The British newspaper The Guardian reported Friday that prison guards are trying to break the hunger strike by blasting cells with cold air, confiscating legal documents and, in one case, banning lawyers.
Citing legal representatives and relatives of the inmates, the paper went on to say that the health of the men is being put at risk ― especially that of smaller, thinner prisoners with little body fat.

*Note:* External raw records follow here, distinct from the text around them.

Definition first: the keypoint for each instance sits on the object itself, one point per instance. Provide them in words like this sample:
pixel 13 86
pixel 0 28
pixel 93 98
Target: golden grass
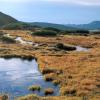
pixel 78 71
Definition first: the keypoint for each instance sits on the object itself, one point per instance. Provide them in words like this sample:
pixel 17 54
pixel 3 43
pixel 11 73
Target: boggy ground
pixel 77 73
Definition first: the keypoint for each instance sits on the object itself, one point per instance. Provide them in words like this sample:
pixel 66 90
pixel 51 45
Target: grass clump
pixel 48 70
pixel 45 33
pixel 69 91
pixel 7 39
pixel 49 77
pixel 29 97
pixel 49 91
pixel 65 47
pixel 35 88
pixel 56 82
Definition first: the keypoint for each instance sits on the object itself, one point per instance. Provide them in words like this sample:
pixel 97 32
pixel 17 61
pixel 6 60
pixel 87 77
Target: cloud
pixel 79 2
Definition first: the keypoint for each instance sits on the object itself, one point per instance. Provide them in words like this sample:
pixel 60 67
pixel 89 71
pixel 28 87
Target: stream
pixel 16 75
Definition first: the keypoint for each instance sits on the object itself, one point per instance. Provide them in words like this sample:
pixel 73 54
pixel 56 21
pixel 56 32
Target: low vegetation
pixel 49 91
pixel 77 72
pixel 7 39
pixel 29 97
pixel 61 46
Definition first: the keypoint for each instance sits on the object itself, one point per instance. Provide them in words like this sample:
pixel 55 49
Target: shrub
pixel 34 87
pixel 49 91
pixel 45 33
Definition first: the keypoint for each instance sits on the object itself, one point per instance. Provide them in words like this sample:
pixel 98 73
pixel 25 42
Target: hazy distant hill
pixel 58 26
pixel 6 19
pixel 90 26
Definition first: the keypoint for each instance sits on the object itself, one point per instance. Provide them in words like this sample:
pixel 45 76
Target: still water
pixel 16 75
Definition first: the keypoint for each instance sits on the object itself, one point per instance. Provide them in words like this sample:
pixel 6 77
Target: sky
pixel 53 11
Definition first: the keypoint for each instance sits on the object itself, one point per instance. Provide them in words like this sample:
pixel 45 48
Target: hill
pixel 95 25
pixel 58 26
pixel 6 19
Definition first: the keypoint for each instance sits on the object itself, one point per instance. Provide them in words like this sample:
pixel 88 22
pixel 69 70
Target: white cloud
pixel 79 2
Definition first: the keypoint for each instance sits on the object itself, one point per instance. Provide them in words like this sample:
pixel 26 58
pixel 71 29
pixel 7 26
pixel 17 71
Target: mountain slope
pixel 90 26
pixel 6 19
pixel 58 26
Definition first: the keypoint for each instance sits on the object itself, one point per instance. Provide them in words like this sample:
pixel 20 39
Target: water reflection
pixel 17 75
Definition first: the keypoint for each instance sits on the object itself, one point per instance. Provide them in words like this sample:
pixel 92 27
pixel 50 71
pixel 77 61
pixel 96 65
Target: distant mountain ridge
pixel 95 25
pixel 6 19
pixel 58 26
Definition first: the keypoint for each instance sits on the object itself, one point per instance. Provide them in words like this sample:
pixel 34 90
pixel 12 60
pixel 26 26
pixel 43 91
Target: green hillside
pixel 6 19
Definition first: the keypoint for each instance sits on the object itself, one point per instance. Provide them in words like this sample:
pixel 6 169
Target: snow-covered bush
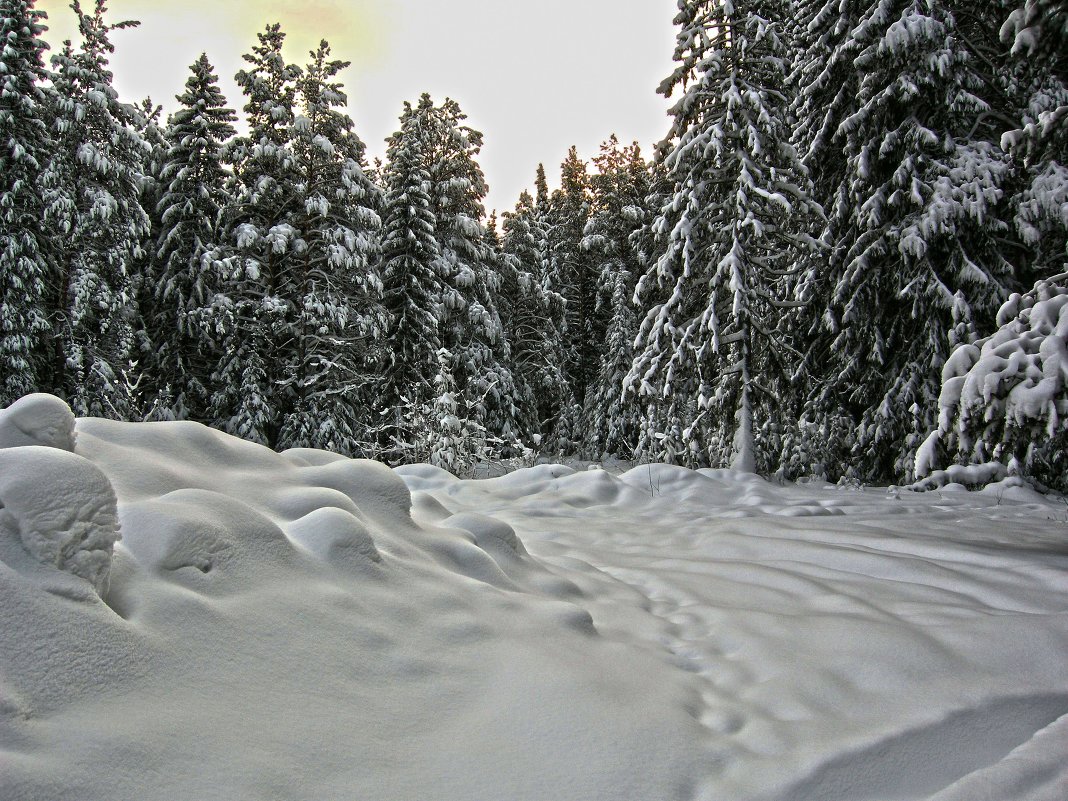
pixel 1004 399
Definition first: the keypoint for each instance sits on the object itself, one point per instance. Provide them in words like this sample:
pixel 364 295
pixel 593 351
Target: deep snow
pixel 302 626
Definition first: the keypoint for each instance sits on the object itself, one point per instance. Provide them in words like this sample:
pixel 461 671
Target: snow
pixel 304 626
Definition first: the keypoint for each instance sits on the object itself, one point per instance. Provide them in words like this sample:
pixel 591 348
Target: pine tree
pixel 253 314
pixel 619 189
pixel 27 266
pixel 92 190
pixel 412 286
pixel 710 363
pixel 1037 33
pixel 913 222
pixel 184 283
pixel 339 320
pixel 571 273
pixel 470 327
pixel 533 324
pixel 1003 398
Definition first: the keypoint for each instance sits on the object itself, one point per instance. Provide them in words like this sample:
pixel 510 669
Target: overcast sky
pixel 534 76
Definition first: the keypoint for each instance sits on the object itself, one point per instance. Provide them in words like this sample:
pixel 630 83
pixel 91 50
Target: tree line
pixel 849 190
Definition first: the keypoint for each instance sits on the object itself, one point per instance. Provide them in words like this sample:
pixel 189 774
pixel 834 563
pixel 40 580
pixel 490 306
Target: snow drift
pixel 304 626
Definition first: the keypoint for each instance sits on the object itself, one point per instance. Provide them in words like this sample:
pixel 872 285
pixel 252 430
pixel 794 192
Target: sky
pixel 533 77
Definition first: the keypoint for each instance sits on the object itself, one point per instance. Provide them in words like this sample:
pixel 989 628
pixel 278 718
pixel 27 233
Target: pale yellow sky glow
pixel 534 77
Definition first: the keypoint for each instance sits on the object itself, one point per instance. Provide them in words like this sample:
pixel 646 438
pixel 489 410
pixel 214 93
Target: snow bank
pixel 59 505
pixel 304 626
pixel 37 420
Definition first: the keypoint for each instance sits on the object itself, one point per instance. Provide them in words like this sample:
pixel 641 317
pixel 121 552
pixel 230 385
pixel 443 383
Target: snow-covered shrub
pixel 1004 399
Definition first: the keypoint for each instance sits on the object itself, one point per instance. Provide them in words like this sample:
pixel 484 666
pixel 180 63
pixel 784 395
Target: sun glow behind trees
pixel 536 78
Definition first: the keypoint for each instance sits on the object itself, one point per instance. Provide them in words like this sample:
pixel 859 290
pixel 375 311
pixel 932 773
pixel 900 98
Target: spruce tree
pixel 92 189
pixel 412 286
pixel 339 320
pixel 470 326
pixel 571 273
pixel 254 313
pixel 184 284
pixel 1036 32
pixel 533 324
pixel 710 364
pixel 619 188
pixel 913 205
pixel 27 264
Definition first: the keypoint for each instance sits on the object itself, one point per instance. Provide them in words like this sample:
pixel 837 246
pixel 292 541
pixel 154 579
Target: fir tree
pixel 92 188
pixel 339 322
pixel 1037 34
pixel 470 325
pixel 184 284
pixel 571 273
pixel 27 265
pixel 710 363
pixel 913 223
pixel 412 286
pixel 533 324
pixel 253 314
pixel 619 189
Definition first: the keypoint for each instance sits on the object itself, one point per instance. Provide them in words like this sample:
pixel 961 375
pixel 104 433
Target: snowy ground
pixel 299 626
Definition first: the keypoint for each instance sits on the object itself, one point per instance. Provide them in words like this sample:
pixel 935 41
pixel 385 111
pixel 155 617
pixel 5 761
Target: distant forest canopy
pixel 848 193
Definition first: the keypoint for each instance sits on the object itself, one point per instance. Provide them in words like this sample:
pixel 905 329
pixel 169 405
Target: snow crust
pixel 303 626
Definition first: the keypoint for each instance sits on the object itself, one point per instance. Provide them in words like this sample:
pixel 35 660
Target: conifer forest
pixel 847 257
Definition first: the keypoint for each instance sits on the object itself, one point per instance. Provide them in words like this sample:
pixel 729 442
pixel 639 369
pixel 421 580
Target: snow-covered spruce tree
pixel 533 324
pixel 619 188
pixel 253 312
pixel 92 188
pixel 412 289
pixel 709 362
pixel 338 316
pixel 27 268
pixel 470 327
pixel 1037 33
pixel 452 438
pixel 143 271
pixel 1004 399
pixel 914 224
pixel 184 282
pixel 572 273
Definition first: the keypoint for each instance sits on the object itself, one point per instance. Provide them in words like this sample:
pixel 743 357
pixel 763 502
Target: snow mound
pixel 62 509
pixel 304 626
pixel 37 420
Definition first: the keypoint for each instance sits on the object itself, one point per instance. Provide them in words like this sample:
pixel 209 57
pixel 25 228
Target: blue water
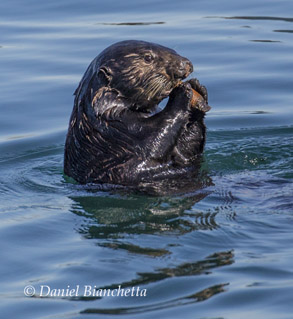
pixel 223 252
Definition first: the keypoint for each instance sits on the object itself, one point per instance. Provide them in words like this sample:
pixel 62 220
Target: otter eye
pixel 148 57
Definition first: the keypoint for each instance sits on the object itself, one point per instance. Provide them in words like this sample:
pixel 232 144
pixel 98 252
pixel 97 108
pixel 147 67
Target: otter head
pixel 143 72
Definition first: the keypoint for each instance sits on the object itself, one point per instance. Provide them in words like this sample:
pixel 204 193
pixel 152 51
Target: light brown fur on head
pixel 142 72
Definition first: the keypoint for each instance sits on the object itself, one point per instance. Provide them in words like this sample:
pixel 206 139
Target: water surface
pixel 222 252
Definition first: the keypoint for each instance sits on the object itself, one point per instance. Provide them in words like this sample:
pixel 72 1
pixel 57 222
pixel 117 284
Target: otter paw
pixel 201 89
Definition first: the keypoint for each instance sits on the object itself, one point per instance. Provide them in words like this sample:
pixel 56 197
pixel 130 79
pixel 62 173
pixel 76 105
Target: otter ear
pixel 105 73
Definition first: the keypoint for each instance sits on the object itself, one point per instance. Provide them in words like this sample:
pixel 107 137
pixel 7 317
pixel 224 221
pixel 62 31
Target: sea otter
pixel 116 133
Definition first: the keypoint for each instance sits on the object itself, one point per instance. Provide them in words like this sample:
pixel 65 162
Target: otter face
pixel 143 72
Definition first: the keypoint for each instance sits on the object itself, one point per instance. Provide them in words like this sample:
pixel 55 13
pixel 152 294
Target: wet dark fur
pixel 114 137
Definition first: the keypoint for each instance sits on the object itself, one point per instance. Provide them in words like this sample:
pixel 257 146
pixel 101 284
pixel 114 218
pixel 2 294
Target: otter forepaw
pixel 201 89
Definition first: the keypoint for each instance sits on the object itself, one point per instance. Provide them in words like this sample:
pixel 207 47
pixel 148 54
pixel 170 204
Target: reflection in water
pixel 187 269
pixel 112 217
pixel 197 297
pixel 115 217
pixel 260 18
pixel 284 31
pixel 273 41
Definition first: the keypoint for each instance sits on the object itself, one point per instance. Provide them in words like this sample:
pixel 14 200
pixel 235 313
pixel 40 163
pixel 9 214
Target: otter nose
pixel 184 69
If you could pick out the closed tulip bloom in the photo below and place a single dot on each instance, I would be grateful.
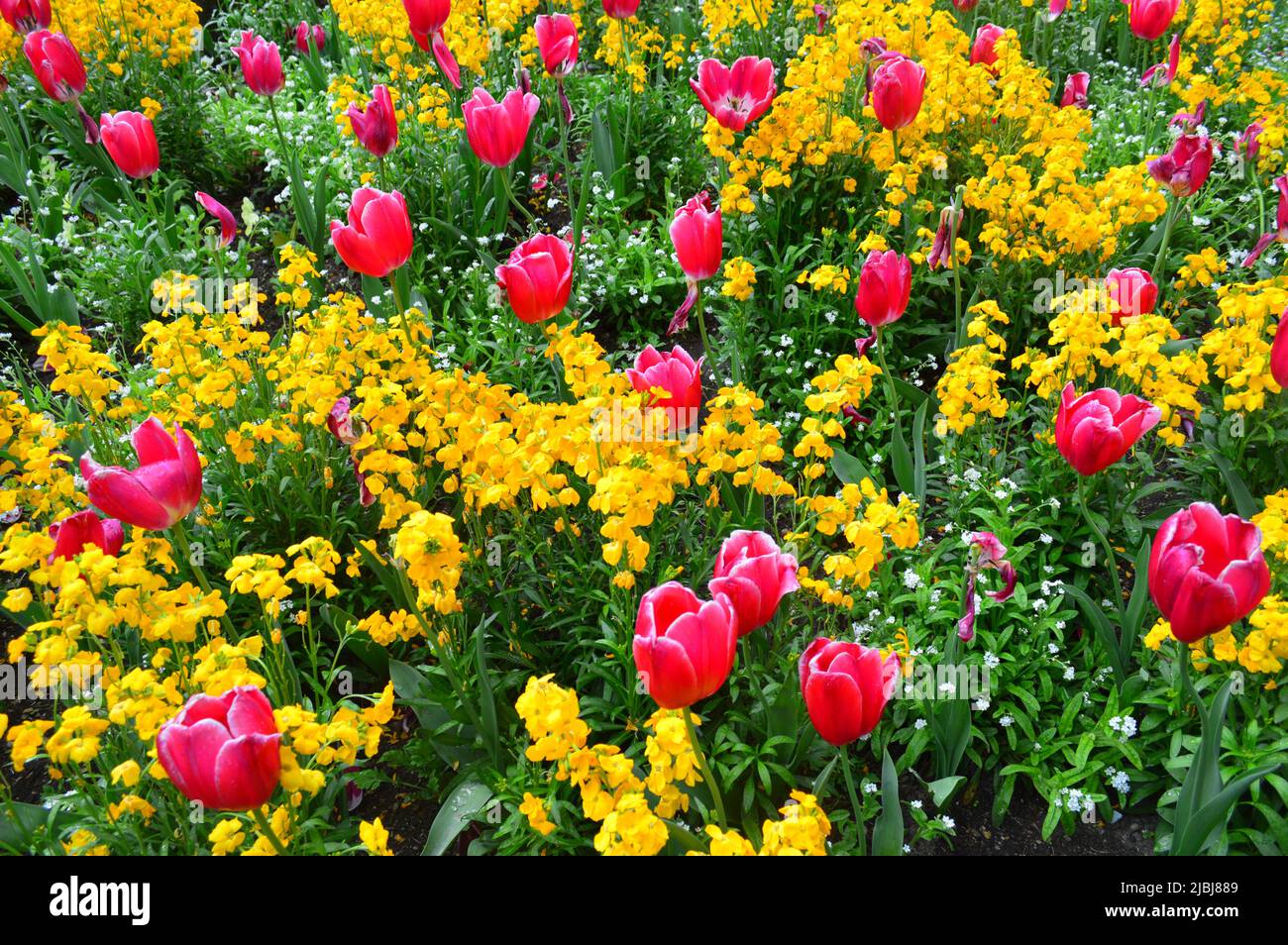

"They are upping the ante in terms of cold. It's clearly a tactic to make everything uncomfortable and in essence retaliate for the hunger strike," said to The Guardian Anne Weills, a civil rights attorney who visited Pelican Bay prison this week.
"They are freezing, these men. I could see them shivering in front of me. I had two sweaters on and I was freezing," she added.
Terry Thornton, a spokesperson for the CDCR, denied the claims and insisted that the temperature at Pelican Bay's segregated units is between 72 and 73 degrees.
But Alfred Sandoval, one of the inmates in solitary confinement, said in a postcard to his wife guards had "turned the blowers on."
"It is definitely happening, it's retaliation," said Kamau Walton, a member of Prisoner Hunger Strike Solidarity Coalition, as quoted by The Guardian.
The Associated Press contributed to this report.